How many steps does it take to decide if a number has no divisors other than 1 and itself?
Scenario Under Consideration
Analyze the time complexity of the following code snippet.
#include <stdbool.h>
#include <math.h>
bool isPrime(int n) {
if (n <= 1) return false;
for (int i = 2; i <= (int)sqrt(n); i++) {
if (n % i == 0) return false;
}
return true;
}
This code checks if a number is prime by testing divisors from 2 up to the square root of the number.
Identify Repeating Operations
Identify the loops, recursion, array traversals that repeat.
- Primary operation: The for-loop that tests divisors from 2 to sqrt(n).
- How many times: Approximately sqrt(n) times in the worst case.

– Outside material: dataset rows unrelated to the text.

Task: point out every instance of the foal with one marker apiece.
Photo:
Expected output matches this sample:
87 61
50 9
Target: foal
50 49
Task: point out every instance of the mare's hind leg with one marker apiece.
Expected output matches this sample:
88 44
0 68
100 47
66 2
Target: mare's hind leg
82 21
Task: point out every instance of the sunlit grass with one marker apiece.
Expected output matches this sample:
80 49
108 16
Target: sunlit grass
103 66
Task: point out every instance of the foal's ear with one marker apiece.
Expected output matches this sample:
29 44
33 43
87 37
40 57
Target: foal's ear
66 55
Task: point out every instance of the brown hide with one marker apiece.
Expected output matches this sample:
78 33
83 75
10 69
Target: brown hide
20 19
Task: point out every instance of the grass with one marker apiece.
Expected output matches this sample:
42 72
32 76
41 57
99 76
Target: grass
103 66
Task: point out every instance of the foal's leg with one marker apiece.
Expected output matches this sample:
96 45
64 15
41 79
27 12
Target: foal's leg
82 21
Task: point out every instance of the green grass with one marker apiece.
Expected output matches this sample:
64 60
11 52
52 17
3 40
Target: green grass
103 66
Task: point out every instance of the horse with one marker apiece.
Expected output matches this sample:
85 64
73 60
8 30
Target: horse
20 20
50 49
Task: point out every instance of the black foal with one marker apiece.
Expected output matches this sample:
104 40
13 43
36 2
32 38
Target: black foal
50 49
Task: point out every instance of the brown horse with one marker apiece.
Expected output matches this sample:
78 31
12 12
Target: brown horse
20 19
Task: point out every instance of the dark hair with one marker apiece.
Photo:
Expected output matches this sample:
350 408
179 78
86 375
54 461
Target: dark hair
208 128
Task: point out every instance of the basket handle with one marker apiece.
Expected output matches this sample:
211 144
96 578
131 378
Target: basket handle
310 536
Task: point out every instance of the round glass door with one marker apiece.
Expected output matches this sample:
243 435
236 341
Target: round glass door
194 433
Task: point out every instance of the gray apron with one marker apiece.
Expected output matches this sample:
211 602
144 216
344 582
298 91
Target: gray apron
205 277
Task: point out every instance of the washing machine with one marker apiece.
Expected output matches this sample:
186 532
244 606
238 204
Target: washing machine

How Execution Grows With Input
As the number n grows, the number of divisor checks grows roughly with the square root of n.
| Input Size (n) | Approx. Operations |
|---|---|
| 10 | About 3 checks (2,3) |
| 100 | About 10 checks (2 to 10) |
| 1000 | About 31 checks (2 to 31) |
Pattern observation: The number of steps grows slower than n, closer to the square root of n.
Final Time Complexity
Time Complexity: O(√n)
This means the time to check if a number is prime grows roughly with the square root of the number.
Common Mistake
[X] Wrong: "We must check all numbers from 2 up to n-1 to find if n is prime."
[OK] Correct: Checking beyond the square root is unnecessary because any larger factor pairs with a smaller one already checked.
Interview Connect
Understanding this time complexity helps you explain efficient prime checks and shows you can optimize simple loops, a useful skill in many coding problems.
Self-Check
"What if we checked divisors only up to n/2 instead of sqrt(n)? How would the time complexity change?"